1960年に北海道でポリオが大流行した。
INCで急にふられたお題だが、正直自分の中で消化しきれていない。というより、ずっとそのことを考え続けている。
ひとつ思い出したことがある。昭和35年の北海道でのポリオ大流行のことだ。
姉も罹患者の一人だ。
ソ連の生ワクチン、琴似の整肢学院、首だけ出した「鉄の肺」。
生ワクチンのことを知ったのは姉が発熱してからポリオと診断された後のことだったと母は言っていた。ワクチンは、当たり前の話だが、罹ってから接種しても効果はない。それでも母はワクチンを取り寄せる親達と一緒に奔走したらしい。
ソ連からようやく届いた生ワクチンに一縷の希望と祈りをこめ、母はまだ赤ん坊だった姉にそれを与えた。
効き目はなかった。
琴似の整肢学院には全道からポリオに罹患した子ども達が集められた。
つい最近になって写真集が刊行されていたことを知った。
http://www.geocities.jp/hokukaido/mother/index.htm
ひょっとしたら姉の姿が残っているかもしれないと思ったがわからなかった。高い死亡率のことは知らなかった。多分、姉と一緒に過ごした何人かは亡くなっているのだろう。
そして、「鉄の肺」の写真をネットで初めて見た。
「鉄のドラム缶みたいなのから頭だけ出してさあ。苦しそうでかわいそうで」と、母親は言っていた。姉は、「よく覚えてねえな」と言っていた。思い出したくなかったのかもしれない。

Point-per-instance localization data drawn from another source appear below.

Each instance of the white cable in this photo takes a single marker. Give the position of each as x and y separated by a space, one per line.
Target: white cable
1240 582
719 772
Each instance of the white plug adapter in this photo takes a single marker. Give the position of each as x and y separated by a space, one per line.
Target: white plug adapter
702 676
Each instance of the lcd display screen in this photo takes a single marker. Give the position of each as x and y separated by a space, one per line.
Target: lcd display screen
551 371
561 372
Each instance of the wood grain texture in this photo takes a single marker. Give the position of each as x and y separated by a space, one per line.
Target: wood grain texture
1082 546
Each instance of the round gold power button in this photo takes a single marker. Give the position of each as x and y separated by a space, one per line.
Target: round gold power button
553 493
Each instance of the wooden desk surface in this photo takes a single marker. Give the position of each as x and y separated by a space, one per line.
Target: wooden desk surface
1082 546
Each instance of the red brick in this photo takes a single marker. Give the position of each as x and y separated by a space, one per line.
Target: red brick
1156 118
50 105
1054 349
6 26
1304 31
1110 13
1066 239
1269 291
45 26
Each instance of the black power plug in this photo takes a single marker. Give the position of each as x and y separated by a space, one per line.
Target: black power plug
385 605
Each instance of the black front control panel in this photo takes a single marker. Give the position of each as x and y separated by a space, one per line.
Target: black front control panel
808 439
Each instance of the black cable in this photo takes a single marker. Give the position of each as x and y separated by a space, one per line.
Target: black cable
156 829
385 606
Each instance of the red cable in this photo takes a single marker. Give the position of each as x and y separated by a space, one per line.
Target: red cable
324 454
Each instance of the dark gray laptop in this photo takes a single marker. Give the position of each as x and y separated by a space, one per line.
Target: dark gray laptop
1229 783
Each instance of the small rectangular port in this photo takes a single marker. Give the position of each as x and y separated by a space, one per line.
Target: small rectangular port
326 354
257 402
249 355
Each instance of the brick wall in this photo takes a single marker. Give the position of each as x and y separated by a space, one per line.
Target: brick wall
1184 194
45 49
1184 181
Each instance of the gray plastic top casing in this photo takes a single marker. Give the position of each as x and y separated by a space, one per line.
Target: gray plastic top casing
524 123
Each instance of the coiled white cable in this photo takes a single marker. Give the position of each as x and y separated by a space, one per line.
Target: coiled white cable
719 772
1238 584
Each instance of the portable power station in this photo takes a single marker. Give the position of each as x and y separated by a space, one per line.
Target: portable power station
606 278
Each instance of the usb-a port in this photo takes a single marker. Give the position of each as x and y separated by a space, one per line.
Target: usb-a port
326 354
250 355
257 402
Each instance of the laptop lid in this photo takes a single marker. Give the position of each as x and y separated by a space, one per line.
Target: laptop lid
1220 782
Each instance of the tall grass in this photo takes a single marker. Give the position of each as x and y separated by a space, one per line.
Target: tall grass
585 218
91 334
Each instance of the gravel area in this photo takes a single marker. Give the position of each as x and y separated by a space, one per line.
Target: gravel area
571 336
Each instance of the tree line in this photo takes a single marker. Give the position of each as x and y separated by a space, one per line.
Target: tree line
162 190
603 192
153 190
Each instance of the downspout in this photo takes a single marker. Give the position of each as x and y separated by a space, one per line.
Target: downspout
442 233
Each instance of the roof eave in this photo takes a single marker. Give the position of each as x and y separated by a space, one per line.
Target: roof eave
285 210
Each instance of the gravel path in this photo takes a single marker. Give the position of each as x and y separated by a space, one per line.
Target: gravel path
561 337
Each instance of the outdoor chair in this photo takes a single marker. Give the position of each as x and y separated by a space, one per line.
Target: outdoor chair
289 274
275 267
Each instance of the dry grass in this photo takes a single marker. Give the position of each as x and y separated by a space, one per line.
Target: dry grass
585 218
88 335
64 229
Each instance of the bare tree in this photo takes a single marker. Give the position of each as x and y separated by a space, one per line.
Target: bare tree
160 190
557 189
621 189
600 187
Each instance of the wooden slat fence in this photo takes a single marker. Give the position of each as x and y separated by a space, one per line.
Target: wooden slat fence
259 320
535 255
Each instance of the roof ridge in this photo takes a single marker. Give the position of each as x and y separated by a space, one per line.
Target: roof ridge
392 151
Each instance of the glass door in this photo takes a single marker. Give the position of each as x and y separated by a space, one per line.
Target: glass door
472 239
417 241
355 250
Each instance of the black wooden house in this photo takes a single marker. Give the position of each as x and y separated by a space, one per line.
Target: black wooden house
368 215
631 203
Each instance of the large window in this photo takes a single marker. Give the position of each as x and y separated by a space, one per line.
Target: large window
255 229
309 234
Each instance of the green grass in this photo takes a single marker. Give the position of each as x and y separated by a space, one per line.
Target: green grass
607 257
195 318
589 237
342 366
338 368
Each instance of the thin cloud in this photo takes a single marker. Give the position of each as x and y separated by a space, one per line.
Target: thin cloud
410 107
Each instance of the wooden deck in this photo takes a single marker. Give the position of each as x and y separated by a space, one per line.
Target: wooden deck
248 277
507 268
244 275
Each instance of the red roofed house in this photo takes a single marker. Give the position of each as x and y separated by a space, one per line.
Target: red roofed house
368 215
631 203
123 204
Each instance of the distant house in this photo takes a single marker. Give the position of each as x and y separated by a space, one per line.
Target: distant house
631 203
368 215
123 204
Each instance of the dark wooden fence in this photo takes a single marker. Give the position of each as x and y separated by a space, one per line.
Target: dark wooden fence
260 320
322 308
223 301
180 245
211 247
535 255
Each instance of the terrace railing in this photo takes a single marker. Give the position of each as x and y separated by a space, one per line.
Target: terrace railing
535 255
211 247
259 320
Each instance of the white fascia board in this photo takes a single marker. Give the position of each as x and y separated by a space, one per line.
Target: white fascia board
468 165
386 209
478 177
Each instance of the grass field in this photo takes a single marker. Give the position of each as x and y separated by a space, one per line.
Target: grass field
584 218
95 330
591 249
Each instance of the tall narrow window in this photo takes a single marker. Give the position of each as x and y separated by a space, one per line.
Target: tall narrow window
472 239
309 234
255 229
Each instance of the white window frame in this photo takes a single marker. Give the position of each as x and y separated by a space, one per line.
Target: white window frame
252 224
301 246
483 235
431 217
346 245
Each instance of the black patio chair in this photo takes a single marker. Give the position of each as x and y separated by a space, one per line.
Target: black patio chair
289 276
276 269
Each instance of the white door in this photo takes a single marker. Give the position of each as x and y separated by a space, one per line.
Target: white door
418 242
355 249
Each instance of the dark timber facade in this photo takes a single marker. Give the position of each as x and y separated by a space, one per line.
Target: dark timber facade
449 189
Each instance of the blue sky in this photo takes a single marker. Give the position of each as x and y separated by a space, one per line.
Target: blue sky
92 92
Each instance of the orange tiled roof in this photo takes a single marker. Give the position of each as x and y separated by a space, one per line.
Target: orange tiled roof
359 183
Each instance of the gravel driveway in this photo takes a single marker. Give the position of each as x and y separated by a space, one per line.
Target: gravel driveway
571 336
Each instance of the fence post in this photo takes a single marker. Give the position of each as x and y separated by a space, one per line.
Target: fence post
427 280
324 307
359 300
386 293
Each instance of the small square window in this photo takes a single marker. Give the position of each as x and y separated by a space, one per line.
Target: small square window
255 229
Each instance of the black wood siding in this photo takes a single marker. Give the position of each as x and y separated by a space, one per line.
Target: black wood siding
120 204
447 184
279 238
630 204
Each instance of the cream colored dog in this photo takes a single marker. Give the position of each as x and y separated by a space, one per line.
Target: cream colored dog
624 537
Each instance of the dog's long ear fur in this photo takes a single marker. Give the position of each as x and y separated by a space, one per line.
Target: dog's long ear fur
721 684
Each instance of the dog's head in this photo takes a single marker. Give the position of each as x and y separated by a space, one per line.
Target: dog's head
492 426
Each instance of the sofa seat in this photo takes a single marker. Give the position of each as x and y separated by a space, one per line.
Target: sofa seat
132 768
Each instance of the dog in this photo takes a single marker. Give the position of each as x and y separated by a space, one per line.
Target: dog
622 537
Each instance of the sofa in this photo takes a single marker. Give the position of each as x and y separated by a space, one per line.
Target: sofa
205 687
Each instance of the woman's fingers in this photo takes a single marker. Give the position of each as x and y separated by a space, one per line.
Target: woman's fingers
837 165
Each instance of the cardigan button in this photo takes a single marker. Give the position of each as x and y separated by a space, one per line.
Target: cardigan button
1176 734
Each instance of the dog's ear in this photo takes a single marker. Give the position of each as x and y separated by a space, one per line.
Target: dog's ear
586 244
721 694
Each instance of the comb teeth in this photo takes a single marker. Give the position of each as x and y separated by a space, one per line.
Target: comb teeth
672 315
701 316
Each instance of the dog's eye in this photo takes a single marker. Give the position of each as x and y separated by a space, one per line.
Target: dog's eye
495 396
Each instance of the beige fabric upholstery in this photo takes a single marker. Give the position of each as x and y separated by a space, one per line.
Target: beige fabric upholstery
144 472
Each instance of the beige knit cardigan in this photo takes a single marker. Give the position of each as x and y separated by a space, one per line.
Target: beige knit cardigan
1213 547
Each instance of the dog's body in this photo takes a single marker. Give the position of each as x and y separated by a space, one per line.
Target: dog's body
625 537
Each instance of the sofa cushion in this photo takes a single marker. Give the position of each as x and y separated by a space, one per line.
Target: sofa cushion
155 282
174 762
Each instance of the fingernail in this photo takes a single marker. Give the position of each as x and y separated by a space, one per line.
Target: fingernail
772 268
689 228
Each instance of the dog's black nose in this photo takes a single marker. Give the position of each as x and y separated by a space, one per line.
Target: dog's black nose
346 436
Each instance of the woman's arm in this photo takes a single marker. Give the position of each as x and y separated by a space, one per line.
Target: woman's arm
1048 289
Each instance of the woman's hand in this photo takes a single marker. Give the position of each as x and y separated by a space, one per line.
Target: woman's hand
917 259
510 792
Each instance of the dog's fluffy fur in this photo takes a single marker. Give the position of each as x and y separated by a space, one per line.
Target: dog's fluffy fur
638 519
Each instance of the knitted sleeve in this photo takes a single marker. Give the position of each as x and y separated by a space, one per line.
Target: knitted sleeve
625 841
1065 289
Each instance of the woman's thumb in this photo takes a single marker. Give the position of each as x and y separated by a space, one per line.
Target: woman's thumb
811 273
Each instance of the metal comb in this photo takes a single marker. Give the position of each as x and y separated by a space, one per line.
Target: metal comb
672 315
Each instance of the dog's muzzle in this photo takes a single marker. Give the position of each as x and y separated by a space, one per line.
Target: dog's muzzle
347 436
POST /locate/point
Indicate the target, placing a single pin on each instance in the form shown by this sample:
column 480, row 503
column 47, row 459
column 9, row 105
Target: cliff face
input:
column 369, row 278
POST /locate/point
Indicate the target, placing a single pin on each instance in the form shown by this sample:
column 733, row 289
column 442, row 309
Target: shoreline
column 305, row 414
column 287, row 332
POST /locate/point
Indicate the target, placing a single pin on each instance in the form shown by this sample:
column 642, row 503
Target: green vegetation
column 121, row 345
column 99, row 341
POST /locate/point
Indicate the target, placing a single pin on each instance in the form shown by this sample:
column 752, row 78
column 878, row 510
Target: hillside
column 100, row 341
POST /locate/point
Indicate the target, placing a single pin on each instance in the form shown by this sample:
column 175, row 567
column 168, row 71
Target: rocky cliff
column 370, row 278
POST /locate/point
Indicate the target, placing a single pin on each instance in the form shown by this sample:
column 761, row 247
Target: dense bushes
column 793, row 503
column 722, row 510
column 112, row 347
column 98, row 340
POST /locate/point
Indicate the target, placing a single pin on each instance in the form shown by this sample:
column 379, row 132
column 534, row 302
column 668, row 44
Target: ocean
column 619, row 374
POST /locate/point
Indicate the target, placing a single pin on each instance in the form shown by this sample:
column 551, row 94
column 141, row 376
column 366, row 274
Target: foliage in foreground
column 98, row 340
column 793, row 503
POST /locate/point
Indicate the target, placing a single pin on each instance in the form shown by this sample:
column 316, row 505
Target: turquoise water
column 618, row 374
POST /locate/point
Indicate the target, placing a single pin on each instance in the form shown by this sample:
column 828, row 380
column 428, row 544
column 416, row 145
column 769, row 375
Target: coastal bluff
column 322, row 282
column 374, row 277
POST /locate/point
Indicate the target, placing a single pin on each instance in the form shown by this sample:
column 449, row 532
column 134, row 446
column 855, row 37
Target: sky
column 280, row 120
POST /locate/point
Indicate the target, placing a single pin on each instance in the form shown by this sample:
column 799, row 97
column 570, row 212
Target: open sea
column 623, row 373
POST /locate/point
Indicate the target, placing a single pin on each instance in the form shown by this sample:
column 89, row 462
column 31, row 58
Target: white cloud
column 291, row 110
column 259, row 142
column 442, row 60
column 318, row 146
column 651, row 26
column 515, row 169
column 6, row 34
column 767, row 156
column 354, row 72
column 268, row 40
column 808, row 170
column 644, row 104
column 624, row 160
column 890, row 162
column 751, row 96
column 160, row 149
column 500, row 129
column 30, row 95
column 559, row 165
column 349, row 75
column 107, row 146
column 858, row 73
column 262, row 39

出版というメディアにできることは何だろうと思うことがある。人々の声を伝える媒体としてできること。いや、伝えるだけではなく、何か形に残すということ。
世の中にはメディアを使いこなして自分の声を主張できるヒトもいる。そうではないヒトもいる。自分ではどうにもできないことに巻き込まれてしまうヒトは常に存在している。何かを発信する気力を失ってしまうヒトもいる。
伝えるだけで終わらない何か。それが、もしかしたら形を残す「出版」という行為にできるひとつの何かなのかもしれない。
そんなことをあれからずっと考え続けている。